Of Pretentious Writing

A good piece of writing for me is anything that doesn't portray its author as something he or she is not. If you are a racist bigot and your book defends racism, I might not read your book, but I would be okay with it existing. On the other hand, if you write a an intelligent sounding treatise on curbing racism, there will be undercurrents of shallowness in your writing that will annoy the heck out of the reader.

Such books are the advertising world equivalents of fairness cream commercials which ask women to develop confidence by telling them that their natural complexion is ugly. 

And then there is funniness in false pretenses. There are writers who think they are writing an original thriller but eventually end up writing the most generic piece of work ever. There would be a hero, a sidekick, a crisis, a mystery and in the end it will all unfold not so shockingly. Some of course do not have any pretenses about their writing and that helps but, some writers use superlatives for their own hero. Every silly observation by their detective is a 'work of genius', every silly twist is 'so shocking!' For me, the superlatives are very close to self-praise and should be done away with.

In literary novels, there is a different kind of pretentiousness. The author tries to deviate from the topic as much as possible. There should be no plot and every character must have a background story. Sometimes, this ends up creating a very confusing picture. A grandpa character who could just have been a happy dude becomes an elderly figure who hates cats because he loved his son too much who abandoned him and his name rhymed with the name of a neighbourhood cat. It is also implied that the grandpa actually loves cats. Such entanglements create conflicted instead of complex characters. Also, in literary novels you have to describe every flower that is on the roadside. Attention to detail is good but, as soon as it seems unnecessary or forced, it turns nauseating. Unless your protagonist is a wine-sniffing, poet-cum-botanist, why would he be interested in the scientific names of the yellow flowers he saw once on his way to work? Keep it real.

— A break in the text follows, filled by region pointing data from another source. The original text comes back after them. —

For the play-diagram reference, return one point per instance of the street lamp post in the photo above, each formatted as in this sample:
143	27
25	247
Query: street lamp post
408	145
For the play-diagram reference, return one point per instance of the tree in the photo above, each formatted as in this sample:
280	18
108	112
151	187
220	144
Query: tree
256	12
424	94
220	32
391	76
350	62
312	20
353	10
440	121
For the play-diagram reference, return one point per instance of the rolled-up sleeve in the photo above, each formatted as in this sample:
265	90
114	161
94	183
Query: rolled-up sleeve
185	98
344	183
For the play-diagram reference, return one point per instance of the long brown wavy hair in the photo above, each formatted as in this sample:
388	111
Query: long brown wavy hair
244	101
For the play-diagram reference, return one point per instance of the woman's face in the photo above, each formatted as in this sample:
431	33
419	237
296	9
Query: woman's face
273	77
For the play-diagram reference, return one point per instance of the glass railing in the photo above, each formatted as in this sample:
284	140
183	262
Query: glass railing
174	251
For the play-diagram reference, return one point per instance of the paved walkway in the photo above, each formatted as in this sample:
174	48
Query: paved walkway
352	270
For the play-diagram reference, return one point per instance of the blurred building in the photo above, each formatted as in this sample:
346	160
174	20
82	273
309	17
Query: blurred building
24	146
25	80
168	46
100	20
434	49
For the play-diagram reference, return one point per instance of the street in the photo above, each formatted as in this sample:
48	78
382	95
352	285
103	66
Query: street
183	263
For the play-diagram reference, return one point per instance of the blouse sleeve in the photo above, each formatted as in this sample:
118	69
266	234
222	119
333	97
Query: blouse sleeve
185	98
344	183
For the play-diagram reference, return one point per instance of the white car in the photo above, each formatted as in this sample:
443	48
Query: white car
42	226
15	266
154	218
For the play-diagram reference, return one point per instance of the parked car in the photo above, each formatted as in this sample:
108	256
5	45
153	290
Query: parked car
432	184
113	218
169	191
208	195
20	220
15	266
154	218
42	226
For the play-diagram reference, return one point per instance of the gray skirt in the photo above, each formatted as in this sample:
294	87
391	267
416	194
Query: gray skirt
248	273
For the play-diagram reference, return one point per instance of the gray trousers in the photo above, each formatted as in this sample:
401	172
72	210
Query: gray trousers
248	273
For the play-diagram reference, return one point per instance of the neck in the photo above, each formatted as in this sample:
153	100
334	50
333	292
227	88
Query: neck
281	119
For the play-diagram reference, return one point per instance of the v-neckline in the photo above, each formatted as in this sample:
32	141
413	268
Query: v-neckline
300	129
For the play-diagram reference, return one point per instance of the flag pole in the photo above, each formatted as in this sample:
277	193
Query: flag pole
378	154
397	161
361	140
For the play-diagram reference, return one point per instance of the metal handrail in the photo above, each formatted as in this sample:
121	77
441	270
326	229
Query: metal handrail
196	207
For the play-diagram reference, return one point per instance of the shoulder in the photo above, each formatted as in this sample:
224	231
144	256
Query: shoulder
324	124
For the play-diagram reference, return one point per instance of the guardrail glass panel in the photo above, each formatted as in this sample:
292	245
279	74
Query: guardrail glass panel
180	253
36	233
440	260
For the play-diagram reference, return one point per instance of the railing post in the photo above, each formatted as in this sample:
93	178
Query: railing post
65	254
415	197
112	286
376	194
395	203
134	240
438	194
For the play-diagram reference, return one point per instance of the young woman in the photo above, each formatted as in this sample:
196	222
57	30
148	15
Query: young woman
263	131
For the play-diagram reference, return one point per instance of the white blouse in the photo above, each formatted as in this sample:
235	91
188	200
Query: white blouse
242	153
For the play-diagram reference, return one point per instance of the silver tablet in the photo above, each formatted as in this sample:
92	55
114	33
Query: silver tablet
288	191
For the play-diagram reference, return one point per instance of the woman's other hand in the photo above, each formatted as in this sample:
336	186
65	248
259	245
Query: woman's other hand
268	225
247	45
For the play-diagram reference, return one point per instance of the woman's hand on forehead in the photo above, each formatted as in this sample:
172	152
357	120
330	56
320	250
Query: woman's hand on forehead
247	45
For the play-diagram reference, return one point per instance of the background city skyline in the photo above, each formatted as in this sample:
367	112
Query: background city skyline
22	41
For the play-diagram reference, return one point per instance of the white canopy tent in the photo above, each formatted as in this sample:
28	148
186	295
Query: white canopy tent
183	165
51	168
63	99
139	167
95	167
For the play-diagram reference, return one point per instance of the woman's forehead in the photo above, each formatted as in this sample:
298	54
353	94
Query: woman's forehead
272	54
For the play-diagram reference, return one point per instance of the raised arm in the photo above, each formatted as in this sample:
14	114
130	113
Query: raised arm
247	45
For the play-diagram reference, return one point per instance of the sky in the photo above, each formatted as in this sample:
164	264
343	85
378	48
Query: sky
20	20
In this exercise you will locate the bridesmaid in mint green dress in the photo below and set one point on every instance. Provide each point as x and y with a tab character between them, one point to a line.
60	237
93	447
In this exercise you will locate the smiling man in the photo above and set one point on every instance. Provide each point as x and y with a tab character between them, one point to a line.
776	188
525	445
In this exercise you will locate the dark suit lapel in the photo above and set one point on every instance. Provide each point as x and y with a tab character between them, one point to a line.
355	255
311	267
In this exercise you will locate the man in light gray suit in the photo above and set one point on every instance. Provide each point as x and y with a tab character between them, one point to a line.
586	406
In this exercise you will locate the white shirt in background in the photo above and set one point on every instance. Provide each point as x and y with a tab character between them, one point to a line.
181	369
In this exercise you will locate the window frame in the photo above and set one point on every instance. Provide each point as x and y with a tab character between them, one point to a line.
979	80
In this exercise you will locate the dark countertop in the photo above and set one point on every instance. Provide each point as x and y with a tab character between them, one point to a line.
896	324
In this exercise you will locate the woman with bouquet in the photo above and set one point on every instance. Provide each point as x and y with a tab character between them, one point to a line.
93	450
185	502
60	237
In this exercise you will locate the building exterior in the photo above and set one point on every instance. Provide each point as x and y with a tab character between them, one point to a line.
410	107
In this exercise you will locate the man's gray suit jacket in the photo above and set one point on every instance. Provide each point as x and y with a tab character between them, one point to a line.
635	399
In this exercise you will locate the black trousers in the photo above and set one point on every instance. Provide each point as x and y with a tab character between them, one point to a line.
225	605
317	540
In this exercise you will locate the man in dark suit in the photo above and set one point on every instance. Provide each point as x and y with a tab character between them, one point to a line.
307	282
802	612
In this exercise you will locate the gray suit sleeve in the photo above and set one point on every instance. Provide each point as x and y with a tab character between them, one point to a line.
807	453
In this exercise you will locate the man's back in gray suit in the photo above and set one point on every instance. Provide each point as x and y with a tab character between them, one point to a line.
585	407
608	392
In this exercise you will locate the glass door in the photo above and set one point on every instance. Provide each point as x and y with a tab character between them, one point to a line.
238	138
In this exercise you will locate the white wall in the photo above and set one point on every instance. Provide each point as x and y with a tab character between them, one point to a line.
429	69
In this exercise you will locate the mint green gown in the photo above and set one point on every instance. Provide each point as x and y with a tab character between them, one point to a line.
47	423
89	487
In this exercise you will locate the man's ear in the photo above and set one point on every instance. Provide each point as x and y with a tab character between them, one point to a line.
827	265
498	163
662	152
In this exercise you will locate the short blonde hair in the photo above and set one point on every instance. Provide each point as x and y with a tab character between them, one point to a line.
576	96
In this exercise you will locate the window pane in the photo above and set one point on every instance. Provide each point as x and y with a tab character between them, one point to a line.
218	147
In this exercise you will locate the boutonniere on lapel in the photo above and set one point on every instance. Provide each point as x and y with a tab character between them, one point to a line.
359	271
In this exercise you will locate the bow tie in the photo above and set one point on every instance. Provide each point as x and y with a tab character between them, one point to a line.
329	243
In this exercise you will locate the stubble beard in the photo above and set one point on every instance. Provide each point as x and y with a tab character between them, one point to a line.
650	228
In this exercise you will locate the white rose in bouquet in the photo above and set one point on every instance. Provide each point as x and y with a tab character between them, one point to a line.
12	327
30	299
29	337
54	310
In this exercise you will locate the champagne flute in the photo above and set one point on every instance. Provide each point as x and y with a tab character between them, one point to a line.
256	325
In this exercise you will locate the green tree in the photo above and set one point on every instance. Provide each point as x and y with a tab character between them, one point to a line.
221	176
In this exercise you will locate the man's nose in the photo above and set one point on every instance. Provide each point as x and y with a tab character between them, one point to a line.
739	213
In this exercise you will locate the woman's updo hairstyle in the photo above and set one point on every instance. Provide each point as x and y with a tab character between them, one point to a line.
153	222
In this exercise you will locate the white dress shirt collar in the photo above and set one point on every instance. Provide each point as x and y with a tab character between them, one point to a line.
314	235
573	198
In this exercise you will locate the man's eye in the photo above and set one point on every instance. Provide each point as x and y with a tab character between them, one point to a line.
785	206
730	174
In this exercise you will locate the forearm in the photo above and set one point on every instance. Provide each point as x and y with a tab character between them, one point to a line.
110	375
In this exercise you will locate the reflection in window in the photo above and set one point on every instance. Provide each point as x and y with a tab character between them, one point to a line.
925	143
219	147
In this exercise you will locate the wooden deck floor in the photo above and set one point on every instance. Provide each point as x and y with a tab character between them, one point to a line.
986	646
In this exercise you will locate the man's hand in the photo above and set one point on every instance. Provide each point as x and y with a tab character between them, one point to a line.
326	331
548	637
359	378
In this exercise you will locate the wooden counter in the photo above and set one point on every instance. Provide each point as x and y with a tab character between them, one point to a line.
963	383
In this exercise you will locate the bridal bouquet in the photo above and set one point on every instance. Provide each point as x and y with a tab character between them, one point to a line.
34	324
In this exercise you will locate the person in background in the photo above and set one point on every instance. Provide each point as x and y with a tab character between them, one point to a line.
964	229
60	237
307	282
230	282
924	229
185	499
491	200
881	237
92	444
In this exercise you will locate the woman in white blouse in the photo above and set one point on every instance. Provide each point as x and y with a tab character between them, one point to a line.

Then there is the generalizing kind of writing. People feel a certain way and then they make a label out of it and paste on the world. People who are not comfortable in their skin try to make it a social issue. If no one talks to you, it is not because you're dark, fat or short. Yes, world is unfair but, not everything needs to be turned into a campaign. Sometimes instead of posting a one page status update on Facebook about how you feel women should not be judged on the basis of looks, you should just be thankful that the jerks who just see women as pieces of meat are not after you. Good people gravitate toward good people. Bad people attract needy pretentious people. It is that simple.